Up until 1066 most of England was Anglo-Saxon and proud of it. There had been a few decades of Danish rule on and off, but for the last 24 years the King of England had been Edward the Confessor, the son of Æthelred the Unready and Emma of Normandy, who had been given the throne after his maternal half brother Harthacnut died in 1042. Edward was the last king of the House of Wessex, and when he died childless there was a skirmish for the throne.
Harold Godwinson, the Earl of Wessex, was theoretically Edward’s true heir and shortly after the king’s death in January 1066 the Witenagemot confirmed Harold as the new monarch, after which he was crowned in Westminster Abbey.
However, several other men wanted to rule England, too, and they all claimed that Edward had either promised them the crown or that they were the rightful king through some other means. Thus, Harold had to defend his throne from his own brother Tostig, the Norwegian King Harald Hardrada (Harold III of Norway), and William the Bastard from Normandy.

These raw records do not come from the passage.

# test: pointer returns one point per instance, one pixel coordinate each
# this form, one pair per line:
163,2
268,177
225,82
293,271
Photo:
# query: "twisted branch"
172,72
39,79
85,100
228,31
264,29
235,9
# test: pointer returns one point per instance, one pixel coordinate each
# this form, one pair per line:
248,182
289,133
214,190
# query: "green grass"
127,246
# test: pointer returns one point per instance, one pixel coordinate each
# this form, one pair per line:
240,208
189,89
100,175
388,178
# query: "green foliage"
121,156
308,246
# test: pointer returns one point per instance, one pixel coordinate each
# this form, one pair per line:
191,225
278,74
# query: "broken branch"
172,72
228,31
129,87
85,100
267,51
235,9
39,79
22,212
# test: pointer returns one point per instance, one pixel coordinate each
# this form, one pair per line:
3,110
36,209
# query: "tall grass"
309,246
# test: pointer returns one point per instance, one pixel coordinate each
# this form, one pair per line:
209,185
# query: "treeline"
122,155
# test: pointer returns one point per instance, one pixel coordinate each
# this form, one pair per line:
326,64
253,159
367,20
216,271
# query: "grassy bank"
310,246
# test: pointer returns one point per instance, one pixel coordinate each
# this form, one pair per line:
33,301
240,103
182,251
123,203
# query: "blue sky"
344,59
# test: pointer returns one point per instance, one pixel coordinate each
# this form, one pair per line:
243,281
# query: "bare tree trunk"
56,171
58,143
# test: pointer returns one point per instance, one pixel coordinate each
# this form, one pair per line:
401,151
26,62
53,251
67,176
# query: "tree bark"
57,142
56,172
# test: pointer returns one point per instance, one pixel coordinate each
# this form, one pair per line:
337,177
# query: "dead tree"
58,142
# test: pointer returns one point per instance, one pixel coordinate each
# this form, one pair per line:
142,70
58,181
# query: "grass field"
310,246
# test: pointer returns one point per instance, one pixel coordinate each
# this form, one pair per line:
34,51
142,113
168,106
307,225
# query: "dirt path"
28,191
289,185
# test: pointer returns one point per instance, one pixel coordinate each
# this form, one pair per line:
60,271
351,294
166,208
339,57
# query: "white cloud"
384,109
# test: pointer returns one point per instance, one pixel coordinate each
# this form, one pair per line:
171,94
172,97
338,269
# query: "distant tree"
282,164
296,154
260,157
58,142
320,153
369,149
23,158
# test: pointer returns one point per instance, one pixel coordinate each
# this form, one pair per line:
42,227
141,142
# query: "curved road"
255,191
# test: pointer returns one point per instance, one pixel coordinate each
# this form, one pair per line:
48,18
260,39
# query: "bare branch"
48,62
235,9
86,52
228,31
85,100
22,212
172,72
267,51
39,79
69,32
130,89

Harold defeated and the joint forces of Tostig and Hardrada at Battle of Stamford Bridge and killed his foes on 25 September 1066, but just three days later William landed with his forces at Pevensey. Harold and his exhausted army was had no choice but to march south as quickly as possible to meet the invader. Although Harold accrued additional forces as he headed south, William’s invasion fleet was larger. Not only were William’s troops well-fed and well-rested compared to Harold, he had significantly more cavalry and archers than the Anglo-Saxon king did.
The clash between Harold and William’s armies took place on 14 October 1066, in East Sussex a few miles northwest of the town of Hastings.
The English were holding their own until Harold was killed (probably via an arrow through the eye) late in battle.
Without a leader, the English were unable to rally and William the Bastard became William the Conqueror when he was crowned a few months later on Christmas Day. William would have to fight various uprisings from the Anglo-Saxons in the north of England for the rest of his reign, but he was now nominally King of England.
After the Battle of Hastings the cultural elite of England were Norman French and the entire country was subsequentaly strong-armed into adopting Francophile customs at the expense of the last Saxon holdouts. This legacy has stayed with England in odd ways. For one thing, we still get a double-dose of French/English terminology in law. It’s why you can “aid and abet” a criminal or be told to “cease and desist” from an activity to this day. Over time, French phrases became “good” and the Anglo-Saxon words for things became “bad” and a sign of vulgarity. That’s why you can put the words “defecate” and “urinate” in the newspaper but the words “shit” and “piss” have been verboten.
In contrast, the Germanic/Norwegian terms are still fine in their native countries. For example, in the Dutch-speaking country of Belgium, this little statue in Brussels is called the “Manneken Pis”:
And of course, there is the good Anglo-Saxon word for sex that comes from the term “fokken”, or “to beat against”. The term coitus is still thought of as a more elegant way to talk about rock-n-roll, even now, more than a 1000 years later.
Just think, if Harold Godwinson had won the Battle of Hastings then your grandma might drop what we now know as the F-bomb as a mild expletive whenever her pie crusts broke.